An endurance athlete who has completed 13 Comrades Marathons and eight Two Oceans, Stephens Thobane obtained a B.Proc from the University of the North (Turfloop) in 1993. He has been running his own attorney’s practise since 2001.

Administrative positions Thobane has held since becoming a lawyer include being a founding member, and later chairperson, of the National Association of Democratic Lawyers (Nadel) in Mpumalanga and president of the Law Society of the Northern Provinces between 2010-2011. He has acted in the North and South Gauteng seats of the high court since 2013 for a total of 14 weeks, during which he has written approximately 45 judgments.

Interview synopsis: 

The Law Society of the Northern Provinces had made the Judicial Service Commission aware that attorney Stephens Thobane had not been punctual in filing his company’s audited financial reports for the past two years.
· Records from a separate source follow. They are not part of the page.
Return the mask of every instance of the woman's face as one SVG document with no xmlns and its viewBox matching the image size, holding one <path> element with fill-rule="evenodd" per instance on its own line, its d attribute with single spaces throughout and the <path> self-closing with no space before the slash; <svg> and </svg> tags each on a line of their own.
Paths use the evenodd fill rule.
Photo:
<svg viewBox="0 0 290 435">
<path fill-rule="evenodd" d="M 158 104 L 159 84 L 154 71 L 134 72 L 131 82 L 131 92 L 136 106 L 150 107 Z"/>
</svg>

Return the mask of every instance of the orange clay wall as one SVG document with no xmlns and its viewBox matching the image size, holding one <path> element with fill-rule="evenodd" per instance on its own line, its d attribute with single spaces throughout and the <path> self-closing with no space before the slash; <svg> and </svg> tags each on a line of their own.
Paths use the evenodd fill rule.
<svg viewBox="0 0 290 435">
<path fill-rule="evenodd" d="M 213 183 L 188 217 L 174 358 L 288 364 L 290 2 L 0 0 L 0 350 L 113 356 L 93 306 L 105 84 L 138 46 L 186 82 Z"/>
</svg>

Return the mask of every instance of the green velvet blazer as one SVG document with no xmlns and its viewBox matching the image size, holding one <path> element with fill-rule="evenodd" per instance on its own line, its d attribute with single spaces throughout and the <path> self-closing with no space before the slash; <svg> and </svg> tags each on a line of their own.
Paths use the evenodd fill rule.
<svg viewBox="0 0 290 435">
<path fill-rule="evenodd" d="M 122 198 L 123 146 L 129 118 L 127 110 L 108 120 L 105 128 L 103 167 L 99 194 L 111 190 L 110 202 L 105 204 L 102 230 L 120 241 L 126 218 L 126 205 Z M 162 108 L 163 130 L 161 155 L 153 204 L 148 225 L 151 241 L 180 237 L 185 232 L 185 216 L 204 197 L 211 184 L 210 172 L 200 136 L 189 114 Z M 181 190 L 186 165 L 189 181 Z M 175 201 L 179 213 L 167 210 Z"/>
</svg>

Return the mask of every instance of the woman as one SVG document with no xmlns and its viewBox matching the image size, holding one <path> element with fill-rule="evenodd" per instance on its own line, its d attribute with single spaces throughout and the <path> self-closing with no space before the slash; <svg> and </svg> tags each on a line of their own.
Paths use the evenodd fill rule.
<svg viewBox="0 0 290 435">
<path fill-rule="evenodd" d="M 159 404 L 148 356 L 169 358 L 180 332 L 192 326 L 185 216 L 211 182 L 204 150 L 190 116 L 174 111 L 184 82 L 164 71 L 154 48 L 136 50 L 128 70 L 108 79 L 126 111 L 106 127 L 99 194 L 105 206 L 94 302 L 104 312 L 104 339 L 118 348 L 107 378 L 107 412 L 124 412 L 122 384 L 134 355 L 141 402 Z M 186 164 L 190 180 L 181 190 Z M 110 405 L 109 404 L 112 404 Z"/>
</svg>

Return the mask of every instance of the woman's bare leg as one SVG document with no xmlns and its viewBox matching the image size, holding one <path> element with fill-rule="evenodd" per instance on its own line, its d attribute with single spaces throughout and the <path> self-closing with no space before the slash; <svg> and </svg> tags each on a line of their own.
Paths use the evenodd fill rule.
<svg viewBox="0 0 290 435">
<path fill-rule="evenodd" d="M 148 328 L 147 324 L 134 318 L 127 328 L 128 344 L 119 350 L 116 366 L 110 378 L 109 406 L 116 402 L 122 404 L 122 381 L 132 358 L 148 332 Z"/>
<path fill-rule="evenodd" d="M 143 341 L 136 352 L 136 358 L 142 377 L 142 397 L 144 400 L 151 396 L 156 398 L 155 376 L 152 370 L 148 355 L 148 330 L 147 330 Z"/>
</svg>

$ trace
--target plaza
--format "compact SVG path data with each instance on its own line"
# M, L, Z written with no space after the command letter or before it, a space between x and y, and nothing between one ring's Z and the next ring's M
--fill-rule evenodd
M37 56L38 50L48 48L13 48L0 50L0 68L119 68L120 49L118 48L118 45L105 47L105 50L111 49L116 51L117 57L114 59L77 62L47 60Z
This was an issue that commissioner Narend Singh picked up on and probed Thobane on. The attorney responded that in the first instance his auditor (who had been working for him for ten years, and still does) had not signed an electronically filed copy of his financials. There was also, Thobane told the commission, a discrepancy between his auditor’s calculation of the interest in his trust account and that by the law society. This had yet to be resolved, Thobane said. In the second instance his “auditor just delayed” filing the reports, Thobane said, adding, “I’m embarrassed.”

Singh, the IFP parliamentarian on the commission, pointed out that this “borders on financial mismanagement”, to which Thobane agreed. When Singh pushed him on whether, as a sitting judge, he would be convinced by this version, Thobane pointed out that this sort of situation would probably never see the courts and listed the procedure in these instances.

This response was picked up on by Advocate Dumisa Ntsebeza SC, one of four commissioners appointed by President Jacob Zuma, who suggested that Thobane, by giving a “technical” response to Singh’s question, had shied away from the more pressing philosophical and ethical aspects of it.

These included “whether on your version of events [regarding the late filing of financials]… you would be satisfied as a judge that the story about your audits is reasonably satisfactory?”

“My answer is an emphatic yes. I think I accounted,” said Thobane.

Other areas traversed by commissioners during the interview included the role and status of customary law in South Africa’s legal framework, his formative political experiences at university during the 1980s and whether Thobane was guilty of ageism.

The last theme was explored following Thobane’s comments to Gauteng Judge President Dunstan Mlambo that they had had no disagreements because the attorney didn’t confront “elders” out of respect. He then pushed on whether he would ever raise issues within the judicial hierarchy, especially if a judge president was “irresponsible” — Thobane, after a rather convoluted conversation with commissioner Julius Malema of the Economic Freedom Fighters, stated that he would not shy away from raising issues but with do it “respectfully”.